Today, David Rosenberg makes some rare, un-alloyed positive comments relating to yesterday’s big ISM number.
ISM ROARS AND SOARS
ISM soared to 58.4 in January from 54.9 in December — the consensus was
looking for a dip to 54.5. This is the strongest reading since August 2004 and is
distinctly late-cycle (normally the ISM is still struggling to get back to the 50 level
this close to the end of the recession). It took two years to get to this level
following the 2001 recession; it took three years to get there after the 1990-91
recession; and it took a mere six months this time around.
For the past three decades, an ISM of around 60 pretty well defined the cycle
peak for the industrial sector and here we are right near there and just two
quarters after the last negative GDP print. But that is the strange thing about
post-bubble credit collapses — to expect the unexpected.
72% of respondents posted “growth”, up from 11% a year ago.
• The components were higher right across the board — including employment
index, at 53.3, up from 50.2 in December and the best tally since April 2006.
Back in April 2006, payrolls rose 151k with manufacturing adding +7k jobs.
Watch the consensus numbers for Friday’s nonfarm payrolls start to be taken
up by the Street (ADP private sector employment is out on Wednesday at 8:15).
• Production soared in January, to 66.2 from 59.7 — highest since April 2004.

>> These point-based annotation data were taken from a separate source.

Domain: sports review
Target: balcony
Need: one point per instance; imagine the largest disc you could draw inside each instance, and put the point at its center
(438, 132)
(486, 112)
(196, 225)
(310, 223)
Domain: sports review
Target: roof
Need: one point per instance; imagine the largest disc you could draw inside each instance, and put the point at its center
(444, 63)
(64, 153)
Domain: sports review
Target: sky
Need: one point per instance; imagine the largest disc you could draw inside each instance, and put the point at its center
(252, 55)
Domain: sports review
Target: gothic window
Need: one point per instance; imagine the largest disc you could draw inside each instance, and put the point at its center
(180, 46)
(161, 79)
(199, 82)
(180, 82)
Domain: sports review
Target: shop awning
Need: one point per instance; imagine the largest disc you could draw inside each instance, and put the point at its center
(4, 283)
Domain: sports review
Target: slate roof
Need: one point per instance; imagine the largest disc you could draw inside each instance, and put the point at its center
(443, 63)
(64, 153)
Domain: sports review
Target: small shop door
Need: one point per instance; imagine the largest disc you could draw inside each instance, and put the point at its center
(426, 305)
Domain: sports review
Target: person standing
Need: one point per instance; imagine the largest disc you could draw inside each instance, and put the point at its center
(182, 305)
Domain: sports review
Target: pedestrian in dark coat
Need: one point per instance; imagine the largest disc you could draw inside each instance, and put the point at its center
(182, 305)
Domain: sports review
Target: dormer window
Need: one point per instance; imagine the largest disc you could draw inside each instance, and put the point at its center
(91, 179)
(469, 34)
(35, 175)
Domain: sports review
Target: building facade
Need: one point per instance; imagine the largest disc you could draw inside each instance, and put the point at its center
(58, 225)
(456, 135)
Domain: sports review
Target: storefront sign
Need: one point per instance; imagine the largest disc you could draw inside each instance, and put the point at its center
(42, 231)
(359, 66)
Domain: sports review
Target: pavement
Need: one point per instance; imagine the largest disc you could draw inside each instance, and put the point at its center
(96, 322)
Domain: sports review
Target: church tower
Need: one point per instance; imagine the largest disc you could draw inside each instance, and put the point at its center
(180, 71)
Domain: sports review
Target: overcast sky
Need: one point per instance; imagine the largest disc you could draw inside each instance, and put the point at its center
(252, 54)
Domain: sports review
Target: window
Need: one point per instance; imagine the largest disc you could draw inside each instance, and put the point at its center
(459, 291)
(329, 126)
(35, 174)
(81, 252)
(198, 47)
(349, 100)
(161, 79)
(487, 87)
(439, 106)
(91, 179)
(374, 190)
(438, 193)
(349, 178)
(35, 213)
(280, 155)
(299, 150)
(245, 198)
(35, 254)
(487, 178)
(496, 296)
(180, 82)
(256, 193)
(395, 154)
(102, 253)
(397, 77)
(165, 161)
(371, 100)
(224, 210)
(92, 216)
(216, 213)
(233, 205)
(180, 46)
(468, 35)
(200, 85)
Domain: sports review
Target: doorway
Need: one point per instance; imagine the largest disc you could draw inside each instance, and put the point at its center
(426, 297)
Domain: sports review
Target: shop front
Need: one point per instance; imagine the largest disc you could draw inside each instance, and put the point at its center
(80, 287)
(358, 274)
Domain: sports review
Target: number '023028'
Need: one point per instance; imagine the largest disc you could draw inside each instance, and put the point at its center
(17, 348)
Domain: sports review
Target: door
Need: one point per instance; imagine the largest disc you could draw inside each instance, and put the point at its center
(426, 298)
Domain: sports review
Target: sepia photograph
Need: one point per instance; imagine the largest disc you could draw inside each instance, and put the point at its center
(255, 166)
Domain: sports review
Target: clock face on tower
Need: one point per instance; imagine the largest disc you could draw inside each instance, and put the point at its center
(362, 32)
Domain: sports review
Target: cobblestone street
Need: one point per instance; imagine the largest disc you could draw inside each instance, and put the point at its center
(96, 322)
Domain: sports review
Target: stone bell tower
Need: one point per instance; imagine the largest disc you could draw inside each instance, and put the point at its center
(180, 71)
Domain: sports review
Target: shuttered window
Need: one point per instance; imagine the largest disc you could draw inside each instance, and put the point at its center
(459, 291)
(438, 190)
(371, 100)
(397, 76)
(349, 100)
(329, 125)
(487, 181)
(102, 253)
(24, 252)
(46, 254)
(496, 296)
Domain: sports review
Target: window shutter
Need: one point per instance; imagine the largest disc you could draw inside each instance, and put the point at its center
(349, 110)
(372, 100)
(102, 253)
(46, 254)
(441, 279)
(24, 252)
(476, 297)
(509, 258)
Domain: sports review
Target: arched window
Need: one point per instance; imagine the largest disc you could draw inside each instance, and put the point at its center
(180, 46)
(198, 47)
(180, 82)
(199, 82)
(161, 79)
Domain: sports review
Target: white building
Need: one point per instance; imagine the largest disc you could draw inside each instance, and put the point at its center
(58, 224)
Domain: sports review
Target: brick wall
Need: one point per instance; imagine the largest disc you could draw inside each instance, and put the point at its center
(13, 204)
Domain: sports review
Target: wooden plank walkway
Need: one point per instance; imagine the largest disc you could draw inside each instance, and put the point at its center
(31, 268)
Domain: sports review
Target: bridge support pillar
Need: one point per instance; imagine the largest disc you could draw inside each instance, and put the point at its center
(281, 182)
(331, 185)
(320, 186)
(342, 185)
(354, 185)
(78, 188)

And inventories improved to 46.5 from 43.0 … looks like we could get more
oomph in Q1 from inventory restocking. In a separate item regarding
customer inventory levels, the share saying they are “too low” outnumbered
the share saying “too high” by a record 10 to 1 margin.
• Orders also made a new high, at 65.9 from 64.8 — again, the best since April
2004. Export orders jumped four points, to 58.5, which are the highest since
June 2008. Backlogs improved from 50 to 56 — the highest since April 2006.
Remember, the ISM, being a diffusion index and not much else, is useful but not
infallible. Recall that it also took a nice jump in December, to 55.9 and that
translated into no growth in the manufacturing for the month, -27k on factory
payrolls, and only +0.3% in durable goods orders, which didn’t even totally
recoup the 0.4% drop the prior month.
Of course, he has to make one exception to the all the good cheer
The ISM data took centre stage yesterday and while clearly positive for the
industrials we also saw U.S. construction spending come out for December and it
was really weak — down 1.2% mum (the consensus was at -0.5%) and we saw
down revisions too for the prior month (to -1.2% in November from -0.6% before).
Even with the most pro-housing macro policies ever concocted, the real estate
industry remains in complete disarray fully three years after the initial detonation.